Forget about itFri, 13th Mar '09, 8:55 am::
I was talking to my friend Tony about a minor programming feature and he said "yeah, forget about it" to which I quipped "good, I like forgetting." About ten seconds later, I realized how true that statement was for me and how rarely we think of forgetting as a positive. Being able to forget means being able to let go of that which does not truly matter to you in the present and future. Having lived by myself in different places for most of the past decade, I met a lot of interesting people and had tons of wonderful and some not-so wonderful experiences. I do my best to remember the good experiences and actively try to forget the bad ones. It's pretty easy to remember the good stuff, you just have to recollect it every now and then.
Consciously forgetting information that you vividly remember is a whole different exercise. It is a process of self-control requiring continuous practice and goes completely against the body's psychological defenses. Remembering bad things is the body's way of protecting you against the same events in the future. "Fire hot. Fire burn. No touch fire." The people who learn from their mistakes, usually do not repeat them again. It is the people who do not learn from their mistakes that suffer repeatedly and you just need to glance over the local police blotter page to see a proof of that. The people who do not learn from their mistakes, basically "forget" the series of events that led them into trouble. Next time they are in a similar situation, none of the red flags go up to warn them of the impending catastrophe. But that's because they just "forgot" not "consciously chose to forget" and that's where the difference lies.
My method of consciously choosing to forget is so simple it seems completely ineffective and not even a method at all. But the very fact that I don't go to bed crying every night or wake up with regrets tells me that it is working for me. This is how I forget: Once I am over the initial shock of an unfortunate experience, I think honestly about what caused it. I accept all of my faults and those of others and tell myself that since I am still alive and in control of my thoughts and actions, no permanent damage was done.

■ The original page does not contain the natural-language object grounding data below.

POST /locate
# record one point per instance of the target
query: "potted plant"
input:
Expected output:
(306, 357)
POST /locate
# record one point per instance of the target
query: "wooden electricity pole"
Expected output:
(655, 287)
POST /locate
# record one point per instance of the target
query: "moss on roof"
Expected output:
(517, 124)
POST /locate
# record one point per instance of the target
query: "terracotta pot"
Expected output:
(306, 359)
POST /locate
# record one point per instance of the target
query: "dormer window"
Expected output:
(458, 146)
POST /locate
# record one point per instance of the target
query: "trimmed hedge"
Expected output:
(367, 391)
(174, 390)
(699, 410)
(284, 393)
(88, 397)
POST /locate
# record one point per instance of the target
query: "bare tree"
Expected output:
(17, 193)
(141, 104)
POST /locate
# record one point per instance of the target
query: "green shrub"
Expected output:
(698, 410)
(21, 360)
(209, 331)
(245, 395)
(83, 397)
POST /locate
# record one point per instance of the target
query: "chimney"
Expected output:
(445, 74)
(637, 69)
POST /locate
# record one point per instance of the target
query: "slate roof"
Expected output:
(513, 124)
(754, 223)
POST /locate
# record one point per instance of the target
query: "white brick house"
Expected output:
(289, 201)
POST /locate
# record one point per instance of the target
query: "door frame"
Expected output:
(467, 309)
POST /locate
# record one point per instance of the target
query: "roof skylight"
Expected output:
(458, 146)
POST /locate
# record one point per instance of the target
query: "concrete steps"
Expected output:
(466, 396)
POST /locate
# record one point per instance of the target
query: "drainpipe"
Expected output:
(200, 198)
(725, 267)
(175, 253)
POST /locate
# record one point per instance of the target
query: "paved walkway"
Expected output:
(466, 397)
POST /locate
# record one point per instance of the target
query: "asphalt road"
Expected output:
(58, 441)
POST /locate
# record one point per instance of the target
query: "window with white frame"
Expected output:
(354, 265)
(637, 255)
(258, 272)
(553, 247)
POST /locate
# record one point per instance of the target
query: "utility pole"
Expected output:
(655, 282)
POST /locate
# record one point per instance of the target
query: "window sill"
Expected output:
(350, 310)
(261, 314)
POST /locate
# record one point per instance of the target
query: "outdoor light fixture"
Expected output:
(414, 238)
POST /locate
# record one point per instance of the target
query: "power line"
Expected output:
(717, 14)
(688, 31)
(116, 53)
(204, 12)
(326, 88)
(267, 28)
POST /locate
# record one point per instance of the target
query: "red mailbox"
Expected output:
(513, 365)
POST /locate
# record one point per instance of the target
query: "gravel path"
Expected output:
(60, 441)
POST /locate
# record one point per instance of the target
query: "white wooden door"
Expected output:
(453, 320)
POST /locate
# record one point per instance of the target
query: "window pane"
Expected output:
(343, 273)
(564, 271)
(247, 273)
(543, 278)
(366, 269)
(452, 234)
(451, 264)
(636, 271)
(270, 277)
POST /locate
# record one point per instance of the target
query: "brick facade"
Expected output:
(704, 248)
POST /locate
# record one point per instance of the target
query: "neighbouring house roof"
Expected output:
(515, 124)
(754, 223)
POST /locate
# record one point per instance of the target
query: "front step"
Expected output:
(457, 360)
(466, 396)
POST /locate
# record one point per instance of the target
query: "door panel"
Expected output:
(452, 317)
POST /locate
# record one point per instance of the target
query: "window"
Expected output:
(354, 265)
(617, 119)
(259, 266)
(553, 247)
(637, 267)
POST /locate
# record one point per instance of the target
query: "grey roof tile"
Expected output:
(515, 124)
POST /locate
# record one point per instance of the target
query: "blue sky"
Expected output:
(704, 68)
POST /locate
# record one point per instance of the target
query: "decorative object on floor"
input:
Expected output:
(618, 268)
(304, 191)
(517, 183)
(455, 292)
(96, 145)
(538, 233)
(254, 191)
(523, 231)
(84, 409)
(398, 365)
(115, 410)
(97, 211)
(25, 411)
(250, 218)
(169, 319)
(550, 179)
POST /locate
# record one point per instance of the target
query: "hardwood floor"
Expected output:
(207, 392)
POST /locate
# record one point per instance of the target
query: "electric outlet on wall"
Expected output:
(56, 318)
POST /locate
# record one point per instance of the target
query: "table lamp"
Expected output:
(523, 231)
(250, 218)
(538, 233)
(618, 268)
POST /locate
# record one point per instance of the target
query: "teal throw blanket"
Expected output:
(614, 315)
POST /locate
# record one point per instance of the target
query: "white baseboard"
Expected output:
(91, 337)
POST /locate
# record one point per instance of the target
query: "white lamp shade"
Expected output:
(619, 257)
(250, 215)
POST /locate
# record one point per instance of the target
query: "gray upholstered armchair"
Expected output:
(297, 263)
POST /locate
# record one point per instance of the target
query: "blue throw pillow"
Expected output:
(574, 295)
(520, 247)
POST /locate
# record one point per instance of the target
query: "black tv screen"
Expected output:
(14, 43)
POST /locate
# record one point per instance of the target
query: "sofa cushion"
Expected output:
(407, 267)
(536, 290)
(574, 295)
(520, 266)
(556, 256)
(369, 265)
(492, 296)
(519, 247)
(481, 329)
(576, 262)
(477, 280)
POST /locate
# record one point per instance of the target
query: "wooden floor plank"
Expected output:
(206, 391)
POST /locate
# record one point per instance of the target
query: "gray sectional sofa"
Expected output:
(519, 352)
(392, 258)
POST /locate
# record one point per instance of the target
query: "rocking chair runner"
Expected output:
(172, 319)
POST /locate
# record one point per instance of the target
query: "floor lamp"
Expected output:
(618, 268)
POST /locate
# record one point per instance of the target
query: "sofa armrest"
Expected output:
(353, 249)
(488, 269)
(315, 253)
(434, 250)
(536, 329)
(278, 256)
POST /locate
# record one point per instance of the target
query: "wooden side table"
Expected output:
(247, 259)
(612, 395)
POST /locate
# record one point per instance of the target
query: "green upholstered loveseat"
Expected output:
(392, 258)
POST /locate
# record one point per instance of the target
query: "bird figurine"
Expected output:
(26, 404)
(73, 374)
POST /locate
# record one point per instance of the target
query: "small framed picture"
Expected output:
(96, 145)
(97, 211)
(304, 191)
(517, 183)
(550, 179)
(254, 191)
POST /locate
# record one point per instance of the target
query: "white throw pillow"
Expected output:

I may not forgive and forget everyone (I'm human after all) but I make sure that I do not hold grudges. After that, I recollect some of the good past experiences and then promise myself to never think about this particular unfortunate event negatively because in the end I learnt something out of it. And then I stick to that promise, forever. Hey, I never said it was easy, I just said it was simple.
No matter where you are from, all of us have our share of good and bad experiences. Everyone has loved ones who passed away and everyone can share a tale or two (or twenty seven) of unrequited love. Who in the world hasn't had friendships fade away or trust being shattered? Our experiences are personal but collectively the same. What makes us unique is how we reacted to them and how much we learn from them. You can keep mulling over an unfortunate series of events from the past and feel bad about them without actually trying to squeeze any lessons from it or you can completely ignore they even occurred. There are many ways to forget and each of us has an innate style of forgetting that we seldom think consciously about. My point here is that the very act and method of forgetting can affect your present and future so it is something we should not consider lightly. Or if you're like me, actually try to enjoy it. After all, the more garbage you forget, the more space you have to remember something worthwhile. Right?